Yarım asrı geçkin sinema hayatında 130 filmin başrolünde yer alan usta sanatçı, "Her filmin ortalama 30 günde çekildiğini düşünürseniz, 130 film için 3 bin 900 gün yani 11 yıl non-stop şekilde vaktimin tamamını sette geçirdiğim anlamına geliyor." diye konuştu.
Hun, herhangi bir dizi projesinde yer alma sorusuna ilişkin, "Bugün televizyon ekranlarında olan dizilerde yer almak isterim. Ama bunun iyi bir rol olması gerekiyor. Kendimi en iyi şekilde prezante edeceğim bir rol olması önemli.
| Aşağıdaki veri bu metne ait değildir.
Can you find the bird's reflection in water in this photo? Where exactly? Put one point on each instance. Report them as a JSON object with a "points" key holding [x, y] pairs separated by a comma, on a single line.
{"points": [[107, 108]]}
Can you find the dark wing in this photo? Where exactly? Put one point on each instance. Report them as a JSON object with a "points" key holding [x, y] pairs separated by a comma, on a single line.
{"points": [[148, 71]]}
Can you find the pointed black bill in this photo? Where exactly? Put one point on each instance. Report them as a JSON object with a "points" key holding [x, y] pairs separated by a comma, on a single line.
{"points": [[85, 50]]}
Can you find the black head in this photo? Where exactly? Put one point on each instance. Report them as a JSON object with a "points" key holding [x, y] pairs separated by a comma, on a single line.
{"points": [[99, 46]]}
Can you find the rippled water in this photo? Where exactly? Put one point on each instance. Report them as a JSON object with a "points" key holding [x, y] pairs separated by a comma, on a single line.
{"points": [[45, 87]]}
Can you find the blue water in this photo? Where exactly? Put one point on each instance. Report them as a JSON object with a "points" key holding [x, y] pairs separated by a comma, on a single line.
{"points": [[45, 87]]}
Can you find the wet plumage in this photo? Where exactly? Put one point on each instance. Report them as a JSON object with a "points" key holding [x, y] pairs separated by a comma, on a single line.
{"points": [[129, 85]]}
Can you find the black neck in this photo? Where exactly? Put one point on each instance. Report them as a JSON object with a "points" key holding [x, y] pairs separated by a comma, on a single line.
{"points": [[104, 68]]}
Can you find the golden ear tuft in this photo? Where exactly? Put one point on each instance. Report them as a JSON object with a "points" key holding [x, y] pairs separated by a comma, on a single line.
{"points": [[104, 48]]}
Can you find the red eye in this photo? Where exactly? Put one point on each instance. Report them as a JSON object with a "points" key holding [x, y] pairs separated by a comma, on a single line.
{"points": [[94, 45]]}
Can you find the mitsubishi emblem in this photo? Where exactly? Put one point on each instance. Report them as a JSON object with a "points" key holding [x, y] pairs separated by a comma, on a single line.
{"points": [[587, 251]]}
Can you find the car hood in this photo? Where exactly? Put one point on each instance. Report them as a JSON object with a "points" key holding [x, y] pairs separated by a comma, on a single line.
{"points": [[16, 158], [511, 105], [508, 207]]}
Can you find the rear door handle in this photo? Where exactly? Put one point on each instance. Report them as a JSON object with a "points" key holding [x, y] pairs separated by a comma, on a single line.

Yoksa laf olsun diye oynamanın anlamı yok." ifadelerini kullandı.
"Bugün bir yere gelmişsem çalıştığım yönetmenler sayesinde oldu"Bugüne kadar birçok değerli isimle çalıştığını, bunlardan birinin de Yönetmen Orhan Aksoy olduğunu belirten Hun, şunları anlattı:
"Romantik filmlerin bir numaralı yönetmeniydi Orhan Aksoy. Kendinden geçerdi, filmin içine o kadar girerdi ki etkilenmemek imkansızdı. Tiyatroda kolektif bir performans var. Ama bireysel performans da çok önemli. Diğer yandan sinemaya dönüp baktığınızda, orada yönetmenin çok önemli olduğunu görürsünüz. Biz oyuncular, yönetmenin direktifleri doğrultusunda çalışırız. Yönetmen, bütünü gören bir gözdür. O yüzden onlar kritik noktaların karar vericileridir. Ediz Hun olarak bugün bir yere gelmişsem bu, bugüne kadar birlikte çalıştığım yönetmenler sayesinde olmuştur. Bu durum bütün oyuncular için geçerli."